We called it "Save our Seas", last Sunday's Harvest service at St. Matthew's. As well as the traditional array of Harvest produce, we'd asked people to do a bit of beach-combing, and then bring whatever they'd found up to the front at the start of the service, to be stuck on to a seascape collage which our Churchwarden Margaret had prepared. So we ended up with a few bits of seaweed, some rather nice shells, and a couple of pieces of coal (courtesy of Natalie Sharpe) from the days when ships plying the Bristol Channel were coal-powered. And the rest was plastic. We knew it would be - but it is still, rightly, shocking to be faced with a small selection of the millions of pieces of evidence that we are in danger of destroying the life of our oceans. This was the wrong kind of harvest.

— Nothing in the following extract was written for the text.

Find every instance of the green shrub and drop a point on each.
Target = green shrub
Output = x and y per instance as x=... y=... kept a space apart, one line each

Two thoughts came into my mind. First, that we are reaping the devastating consequences of the view that the natural world is there for our convenience, to be exploited in whatever ways we see fit. I found myself apologising, because the Church bears some responsibility for this dysfunctional relationship between humanity and creation, which goes right back to Genesis, and the command to "have dominion over" the world and its creatures. Only quite recently have we realised how destructive our domination is, and how vital it is to recover, in all humility, a sense of inter-dependence with the creation of which we are part. Replace "have dominion over" with "have responsibility for", and we might be starting to face up to what we need to do to save our seas - and our world.

And, being reminded by the title "Save our Seas" of the original S.O.S. - Save our Souls - I found myself thinking that, in a way, saving our seas and saving our souls are one and the same thing. The Church is good at talking about individual salvation, but what if our eternal welfare can't be divorced from the way we care for our planet and all its creatures?